# www.viovio.com - Great place to get quality photobooks



## The Mad Jester (Mar 23, 2006)

Technically, this isn't my own personal website, but rather a place that I came across that I think anyone who desires to print their photos in photobooks could benefit from. I've had a great experience with this place so far. Customer service is definite plus, and the products are excellent.

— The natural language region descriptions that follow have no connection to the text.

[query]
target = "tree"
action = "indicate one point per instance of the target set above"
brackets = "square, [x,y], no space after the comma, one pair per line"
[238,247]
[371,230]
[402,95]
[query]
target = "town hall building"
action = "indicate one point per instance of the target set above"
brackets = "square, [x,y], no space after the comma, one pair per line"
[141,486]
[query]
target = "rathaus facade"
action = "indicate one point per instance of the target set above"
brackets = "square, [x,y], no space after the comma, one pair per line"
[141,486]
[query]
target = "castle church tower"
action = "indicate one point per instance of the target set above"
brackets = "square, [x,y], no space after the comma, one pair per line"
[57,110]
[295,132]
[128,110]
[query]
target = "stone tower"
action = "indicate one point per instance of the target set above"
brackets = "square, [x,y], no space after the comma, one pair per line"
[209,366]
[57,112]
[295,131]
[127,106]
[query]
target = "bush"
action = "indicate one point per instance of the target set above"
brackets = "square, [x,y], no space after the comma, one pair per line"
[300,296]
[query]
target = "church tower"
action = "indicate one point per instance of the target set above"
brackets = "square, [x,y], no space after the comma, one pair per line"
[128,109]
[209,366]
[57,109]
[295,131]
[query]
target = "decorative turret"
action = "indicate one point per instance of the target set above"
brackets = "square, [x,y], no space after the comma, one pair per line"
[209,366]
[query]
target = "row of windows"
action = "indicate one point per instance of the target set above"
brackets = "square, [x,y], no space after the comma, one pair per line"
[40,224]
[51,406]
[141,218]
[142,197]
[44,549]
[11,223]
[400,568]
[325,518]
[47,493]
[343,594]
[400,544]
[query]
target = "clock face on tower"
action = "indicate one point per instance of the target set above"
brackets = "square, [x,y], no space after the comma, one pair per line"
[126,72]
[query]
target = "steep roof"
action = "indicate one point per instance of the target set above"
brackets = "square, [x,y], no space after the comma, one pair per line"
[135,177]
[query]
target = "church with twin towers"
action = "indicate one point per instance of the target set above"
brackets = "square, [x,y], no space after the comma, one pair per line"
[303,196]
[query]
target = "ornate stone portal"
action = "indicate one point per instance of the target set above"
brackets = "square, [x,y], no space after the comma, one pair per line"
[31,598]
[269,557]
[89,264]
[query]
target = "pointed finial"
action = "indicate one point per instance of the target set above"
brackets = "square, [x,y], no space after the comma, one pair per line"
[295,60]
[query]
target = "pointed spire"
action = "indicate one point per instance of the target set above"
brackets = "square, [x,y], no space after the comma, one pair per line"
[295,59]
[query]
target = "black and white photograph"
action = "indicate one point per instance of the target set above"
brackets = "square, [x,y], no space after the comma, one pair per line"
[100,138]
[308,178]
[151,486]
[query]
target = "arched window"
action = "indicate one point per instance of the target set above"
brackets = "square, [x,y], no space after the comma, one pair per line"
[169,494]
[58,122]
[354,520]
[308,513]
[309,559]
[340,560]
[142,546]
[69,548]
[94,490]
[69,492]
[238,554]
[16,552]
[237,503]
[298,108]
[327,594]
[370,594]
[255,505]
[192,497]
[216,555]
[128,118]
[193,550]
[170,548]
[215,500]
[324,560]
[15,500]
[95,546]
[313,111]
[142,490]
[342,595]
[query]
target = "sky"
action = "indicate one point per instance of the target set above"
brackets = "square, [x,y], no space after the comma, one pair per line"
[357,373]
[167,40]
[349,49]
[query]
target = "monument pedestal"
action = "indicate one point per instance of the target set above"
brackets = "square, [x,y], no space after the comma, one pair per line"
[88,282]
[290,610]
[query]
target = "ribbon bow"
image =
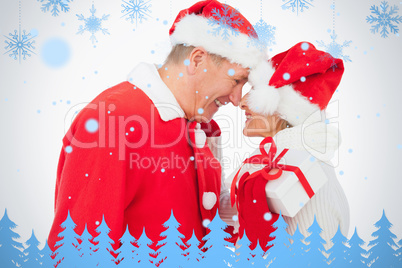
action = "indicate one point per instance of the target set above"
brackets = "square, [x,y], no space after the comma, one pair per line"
[268,159]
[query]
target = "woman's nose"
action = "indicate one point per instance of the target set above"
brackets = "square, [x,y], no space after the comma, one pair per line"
[243,102]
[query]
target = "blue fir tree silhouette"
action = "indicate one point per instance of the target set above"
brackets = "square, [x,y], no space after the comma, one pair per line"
[356,254]
[259,259]
[298,254]
[399,253]
[339,250]
[217,252]
[244,257]
[86,250]
[10,249]
[67,253]
[381,251]
[171,253]
[126,250]
[144,252]
[103,248]
[46,253]
[193,253]
[32,253]
[278,251]
[314,254]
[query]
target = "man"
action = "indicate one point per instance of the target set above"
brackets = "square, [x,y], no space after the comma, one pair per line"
[137,151]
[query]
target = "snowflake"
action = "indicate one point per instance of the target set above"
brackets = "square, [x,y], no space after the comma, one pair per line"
[137,10]
[19,44]
[266,35]
[92,24]
[384,19]
[297,5]
[225,24]
[55,6]
[334,49]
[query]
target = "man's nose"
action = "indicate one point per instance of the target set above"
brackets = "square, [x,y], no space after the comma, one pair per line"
[235,97]
[243,102]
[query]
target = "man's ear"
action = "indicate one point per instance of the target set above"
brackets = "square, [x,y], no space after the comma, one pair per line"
[198,58]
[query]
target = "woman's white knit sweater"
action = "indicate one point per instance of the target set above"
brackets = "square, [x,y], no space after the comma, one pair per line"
[329,204]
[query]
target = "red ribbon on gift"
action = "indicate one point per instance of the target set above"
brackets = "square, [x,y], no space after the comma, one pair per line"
[271,162]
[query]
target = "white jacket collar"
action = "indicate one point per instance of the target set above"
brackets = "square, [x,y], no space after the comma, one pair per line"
[319,139]
[146,77]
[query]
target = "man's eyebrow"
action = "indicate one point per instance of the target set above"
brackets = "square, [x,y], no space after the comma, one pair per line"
[242,77]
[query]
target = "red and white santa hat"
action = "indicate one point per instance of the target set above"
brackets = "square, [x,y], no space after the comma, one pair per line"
[305,79]
[220,29]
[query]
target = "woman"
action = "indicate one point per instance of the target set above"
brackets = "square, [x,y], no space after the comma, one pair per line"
[301,83]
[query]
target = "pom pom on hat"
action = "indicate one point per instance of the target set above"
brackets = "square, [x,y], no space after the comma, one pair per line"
[305,79]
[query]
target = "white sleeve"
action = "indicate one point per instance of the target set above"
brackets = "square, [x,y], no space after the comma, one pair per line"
[226,211]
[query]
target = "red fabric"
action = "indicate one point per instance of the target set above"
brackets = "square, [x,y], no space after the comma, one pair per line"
[126,186]
[206,9]
[323,72]
[251,198]
[252,208]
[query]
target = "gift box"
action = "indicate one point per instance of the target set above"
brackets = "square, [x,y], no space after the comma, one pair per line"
[287,194]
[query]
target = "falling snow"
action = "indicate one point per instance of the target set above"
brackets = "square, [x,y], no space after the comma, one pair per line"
[19,44]
[92,24]
[384,19]
[224,22]
[335,49]
[55,5]
[266,35]
[136,10]
[297,5]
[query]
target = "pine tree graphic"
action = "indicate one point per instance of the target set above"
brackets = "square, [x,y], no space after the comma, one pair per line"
[298,250]
[67,253]
[339,250]
[103,249]
[279,252]
[144,252]
[32,253]
[10,250]
[46,253]
[126,250]
[315,245]
[356,254]
[381,252]
[259,259]
[86,249]
[244,252]
[218,254]
[193,253]
[171,252]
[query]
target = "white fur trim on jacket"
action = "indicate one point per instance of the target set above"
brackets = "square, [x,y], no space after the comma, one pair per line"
[294,107]
[194,30]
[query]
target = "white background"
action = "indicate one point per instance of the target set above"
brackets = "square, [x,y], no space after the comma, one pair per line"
[30,142]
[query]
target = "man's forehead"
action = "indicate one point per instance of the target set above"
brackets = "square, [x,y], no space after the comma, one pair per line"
[242,74]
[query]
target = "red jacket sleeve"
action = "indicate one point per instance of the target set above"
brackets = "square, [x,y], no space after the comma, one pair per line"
[91,175]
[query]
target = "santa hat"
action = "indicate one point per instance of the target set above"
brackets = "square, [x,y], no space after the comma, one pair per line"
[222,30]
[305,79]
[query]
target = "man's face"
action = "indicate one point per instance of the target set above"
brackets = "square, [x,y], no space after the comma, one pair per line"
[217,86]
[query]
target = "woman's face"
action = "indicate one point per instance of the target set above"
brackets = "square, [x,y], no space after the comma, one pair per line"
[258,125]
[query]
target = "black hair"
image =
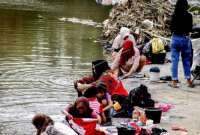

At Vio Vio, You can get professional quality photobooks of your work. They have a portfolio option that provides for larger prints in a flexible, wide spiral binding, which is great for showcasing your work in a professional manner or just altogether. You can even customize your pages with your own .pdf file too. I ordered a little book from them just recently and it looks absolutely awesome, especially for the prices, which are very reasonable for anyone who is in a budget. Registration is FREE - you only pay for the base cost of the book + the cent cost for pages. You do have the option of paying a membership for more space, of course. Better yet, the site is like a community too - you can do blog posts and search their travel database. Lots of things to do here! Check it out!


----------



## bethany138 (Mar 23, 2006)

Man... they are gonna give you a job - sounds just like an ad!


----------



## The Mad Jester (Mar 23, 2006)

bethany138 said:
			
		

> Man... they are gonna give you a job - sounds just like an ad!


 
:lmao:  You know, they really should!


----------